Fuzzing is a method of testing with automated software which provides invalid, unexpected, and random data as inputs to a computer program. The testing program then monitors for crashes, assertions and potential memory leaks.
A research team based from Purdue University came up with USBFuzz, which pushes enormous amounts of random data through the USB bus of a system. Hui Peng and Mathias payer (from the Swiss Federal Institute of Tech) came up with the idea and program.
Please don’t lose any sleep over the bugs found.
Peng and Mathias found one bug in FreeBSD, three in MacOS (two resulting in an unplanned reboot and one freezing the system), four in Windows 8 and Windows 10 (resulting in Blue Screens of Death) and the vast majority of bugs, in Linux — 18 in total.
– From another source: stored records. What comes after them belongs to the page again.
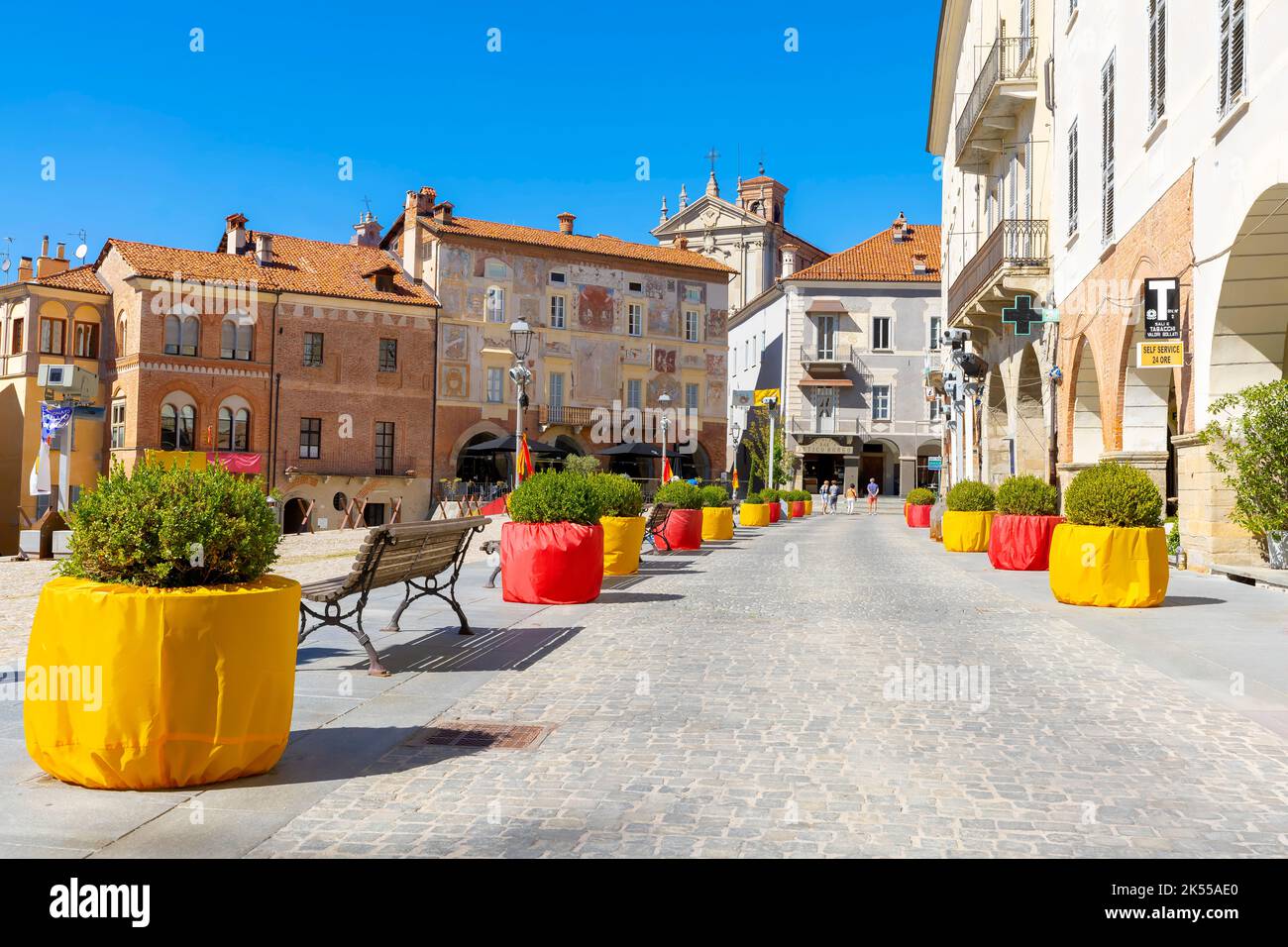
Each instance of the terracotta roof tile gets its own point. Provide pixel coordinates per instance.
(574, 243)
(310, 266)
(881, 260)
(80, 278)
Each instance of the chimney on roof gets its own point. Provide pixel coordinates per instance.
(900, 228)
(236, 232)
(366, 232)
(425, 200)
(789, 260)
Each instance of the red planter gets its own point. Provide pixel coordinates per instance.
(1021, 543)
(684, 530)
(552, 564)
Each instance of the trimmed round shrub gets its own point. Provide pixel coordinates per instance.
(171, 528)
(555, 496)
(683, 496)
(713, 495)
(1026, 496)
(971, 496)
(1113, 493)
(617, 495)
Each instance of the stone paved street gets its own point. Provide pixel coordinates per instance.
(747, 701)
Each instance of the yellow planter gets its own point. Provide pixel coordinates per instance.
(716, 523)
(967, 531)
(622, 540)
(158, 688)
(1120, 567)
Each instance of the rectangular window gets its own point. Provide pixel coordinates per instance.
(117, 423)
(880, 333)
(1231, 65)
(880, 402)
(384, 449)
(1107, 150)
(496, 304)
(86, 341)
(691, 325)
(52, 333)
(387, 355)
(1157, 59)
(310, 438)
(312, 350)
(1073, 178)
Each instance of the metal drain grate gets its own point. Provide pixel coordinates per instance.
(481, 735)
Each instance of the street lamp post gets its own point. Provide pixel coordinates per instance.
(520, 343)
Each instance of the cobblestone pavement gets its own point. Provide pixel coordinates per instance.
(750, 701)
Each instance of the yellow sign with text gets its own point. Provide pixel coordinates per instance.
(1159, 355)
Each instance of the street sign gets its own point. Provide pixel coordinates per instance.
(1162, 309)
(1160, 355)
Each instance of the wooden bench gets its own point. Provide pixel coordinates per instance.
(655, 525)
(425, 557)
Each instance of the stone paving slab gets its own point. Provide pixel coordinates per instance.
(750, 702)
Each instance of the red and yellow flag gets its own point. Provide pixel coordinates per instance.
(523, 460)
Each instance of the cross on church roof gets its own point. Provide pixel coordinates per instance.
(1021, 316)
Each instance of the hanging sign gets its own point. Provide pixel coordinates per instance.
(1162, 309)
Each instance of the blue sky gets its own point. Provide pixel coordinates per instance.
(155, 142)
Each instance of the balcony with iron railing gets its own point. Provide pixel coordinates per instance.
(567, 414)
(1014, 247)
(1008, 78)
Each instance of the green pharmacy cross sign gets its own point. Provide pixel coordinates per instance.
(1021, 316)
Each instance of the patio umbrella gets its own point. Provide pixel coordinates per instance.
(505, 445)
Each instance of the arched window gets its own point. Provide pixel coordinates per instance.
(178, 423)
(236, 338)
(235, 425)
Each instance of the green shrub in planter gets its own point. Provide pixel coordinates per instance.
(1026, 496)
(1112, 493)
(682, 495)
(617, 495)
(555, 496)
(971, 496)
(171, 528)
(713, 496)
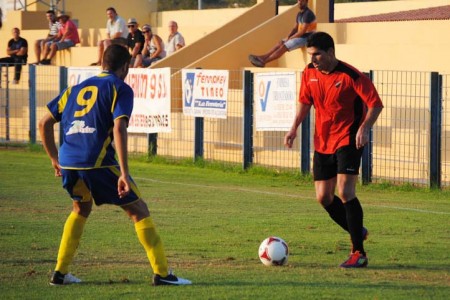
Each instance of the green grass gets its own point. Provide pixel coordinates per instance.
(212, 221)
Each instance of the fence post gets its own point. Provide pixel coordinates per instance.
(306, 145)
(366, 159)
(435, 129)
(32, 102)
(199, 138)
(62, 87)
(7, 108)
(152, 139)
(248, 120)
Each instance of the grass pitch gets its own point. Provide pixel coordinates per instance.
(212, 222)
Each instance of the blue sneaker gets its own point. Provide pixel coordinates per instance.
(355, 260)
(365, 235)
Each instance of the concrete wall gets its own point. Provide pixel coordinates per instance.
(223, 38)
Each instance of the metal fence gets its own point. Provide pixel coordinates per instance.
(410, 141)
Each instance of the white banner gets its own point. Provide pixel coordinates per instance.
(274, 101)
(76, 75)
(151, 112)
(205, 93)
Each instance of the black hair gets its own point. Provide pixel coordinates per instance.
(112, 9)
(320, 40)
(115, 57)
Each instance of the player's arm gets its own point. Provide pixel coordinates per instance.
(368, 93)
(293, 31)
(48, 140)
(120, 143)
(302, 111)
(362, 136)
(136, 48)
(22, 51)
(158, 46)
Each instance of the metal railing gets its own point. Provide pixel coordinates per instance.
(410, 141)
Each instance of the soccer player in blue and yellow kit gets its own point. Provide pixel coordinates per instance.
(346, 107)
(93, 114)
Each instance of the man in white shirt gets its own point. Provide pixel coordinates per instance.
(53, 26)
(116, 33)
(175, 40)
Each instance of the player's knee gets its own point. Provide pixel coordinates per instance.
(324, 199)
(82, 208)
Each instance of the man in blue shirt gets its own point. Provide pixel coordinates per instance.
(93, 114)
(18, 53)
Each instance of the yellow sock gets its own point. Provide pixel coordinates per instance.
(152, 243)
(73, 229)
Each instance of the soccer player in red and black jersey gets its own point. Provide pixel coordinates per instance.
(346, 106)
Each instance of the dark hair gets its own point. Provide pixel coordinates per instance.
(115, 57)
(320, 40)
(112, 9)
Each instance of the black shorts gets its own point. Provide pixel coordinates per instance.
(346, 160)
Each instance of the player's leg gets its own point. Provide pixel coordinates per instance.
(349, 159)
(260, 60)
(73, 227)
(38, 46)
(46, 50)
(101, 49)
(151, 241)
(325, 179)
(279, 51)
(147, 235)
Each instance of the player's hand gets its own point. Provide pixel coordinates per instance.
(123, 186)
(362, 137)
(289, 138)
(57, 168)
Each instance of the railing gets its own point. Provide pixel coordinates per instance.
(410, 141)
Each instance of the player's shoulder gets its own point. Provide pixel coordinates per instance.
(348, 69)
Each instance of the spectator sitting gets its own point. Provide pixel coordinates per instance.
(54, 27)
(153, 47)
(135, 43)
(116, 33)
(305, 25)
(67, 37)
(18, 53)
(175, 41)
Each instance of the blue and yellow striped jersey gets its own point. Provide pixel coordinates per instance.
(87, 112)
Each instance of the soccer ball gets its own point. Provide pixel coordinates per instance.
(273, 251)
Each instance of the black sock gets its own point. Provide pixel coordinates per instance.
(355, 223)
(337, 212)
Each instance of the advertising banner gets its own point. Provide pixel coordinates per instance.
(205, 93)
(274, 101)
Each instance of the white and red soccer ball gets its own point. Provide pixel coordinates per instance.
(273, 251)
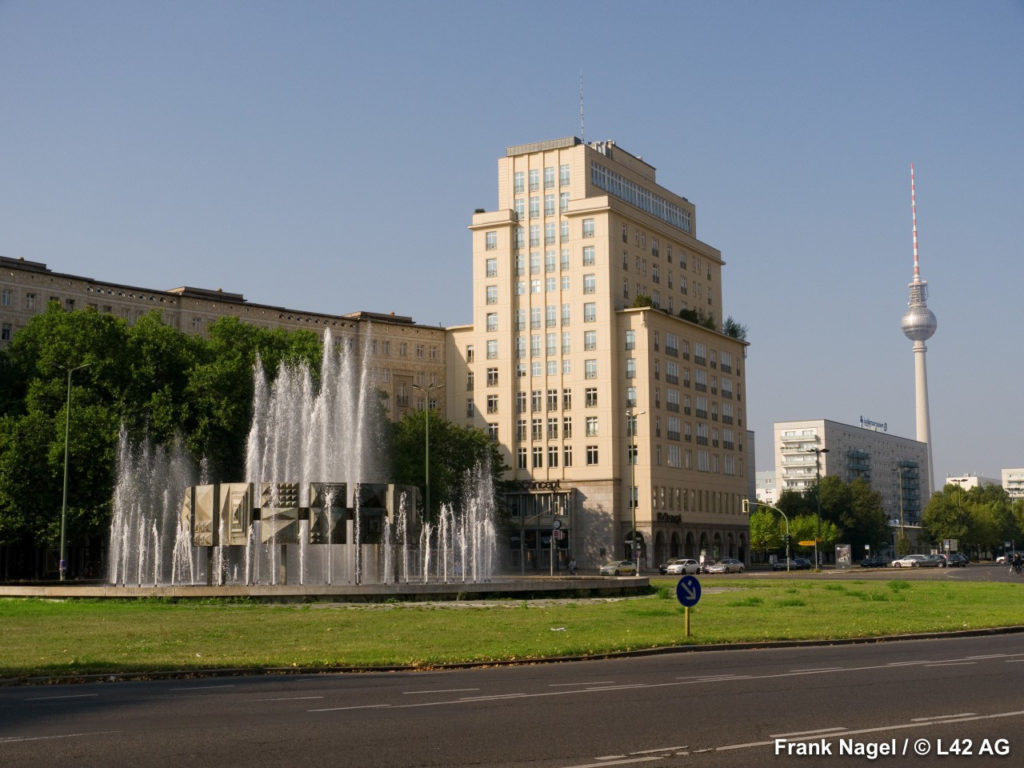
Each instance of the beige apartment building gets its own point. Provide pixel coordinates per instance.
(606, 412)
(407, 359)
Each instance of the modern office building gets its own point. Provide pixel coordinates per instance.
(406, 357)
(895, 467)
(624, 422)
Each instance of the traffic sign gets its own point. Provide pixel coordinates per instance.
(688, 591)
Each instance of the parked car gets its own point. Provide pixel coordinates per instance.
(956, 560)
(916, 561)
(726, 565)
(796, 563)
(875, 561)
(680, 565)
(619, 567)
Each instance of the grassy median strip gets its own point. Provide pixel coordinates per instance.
(79, 637)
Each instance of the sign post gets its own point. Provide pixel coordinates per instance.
(688, 593)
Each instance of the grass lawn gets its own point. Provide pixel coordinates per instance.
(78, 637)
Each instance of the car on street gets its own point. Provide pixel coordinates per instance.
(915, 561)
(680, 565)
(875, 561)
(619, 567)
(726, 565)
(796, 563)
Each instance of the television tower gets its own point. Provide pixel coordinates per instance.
(919, 325)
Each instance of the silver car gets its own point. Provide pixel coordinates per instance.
(682, 565)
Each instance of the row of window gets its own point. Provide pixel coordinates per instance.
(520, 178)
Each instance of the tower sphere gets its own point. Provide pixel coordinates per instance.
(919, 323)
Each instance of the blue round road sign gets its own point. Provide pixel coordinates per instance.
(688, 591)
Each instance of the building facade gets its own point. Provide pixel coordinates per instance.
(407, 359)
(895, 467)
(624, 423)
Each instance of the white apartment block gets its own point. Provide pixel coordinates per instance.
(606, 413)
(895, 467)
(406, 357)
(1013, 482)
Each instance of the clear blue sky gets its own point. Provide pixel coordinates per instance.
(295, 152)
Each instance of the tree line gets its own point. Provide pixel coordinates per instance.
(162, 384)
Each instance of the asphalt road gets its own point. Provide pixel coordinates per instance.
(733, 708)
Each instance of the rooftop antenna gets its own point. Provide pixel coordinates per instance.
(919, 325)
(583, 134)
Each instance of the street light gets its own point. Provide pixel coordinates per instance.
(817, 475)
(632, 427)
(899, 473)
(64, 504)
(427, 389)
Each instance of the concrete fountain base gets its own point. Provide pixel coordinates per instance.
(508, 587)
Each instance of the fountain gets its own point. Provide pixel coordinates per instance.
(313, 509)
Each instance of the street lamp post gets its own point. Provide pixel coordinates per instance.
(64, 503)
(427, 390)
(632, 426)
(899, 475)
(817, 493)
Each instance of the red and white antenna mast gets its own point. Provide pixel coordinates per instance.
(913, 215)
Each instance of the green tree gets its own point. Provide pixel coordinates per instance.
(454, 452)
(765, 534)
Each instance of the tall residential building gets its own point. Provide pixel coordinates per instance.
(895, 467)
(609, 407)
(1013, 481)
Of all these bugs, Windows users do not need to worry, they have been fixed. Of the 18 found in Linux, 16 of them have been corrected already. Those correct where major security flaws.
What we like about the USBFuzz is the underlying theme to improve the security of the USB platform and continued improvement. We also like USBFuzz becoming an open source bit of code that everyone may use to strengthen thier USB product. The team will release a version on GitHub later this year, 2020.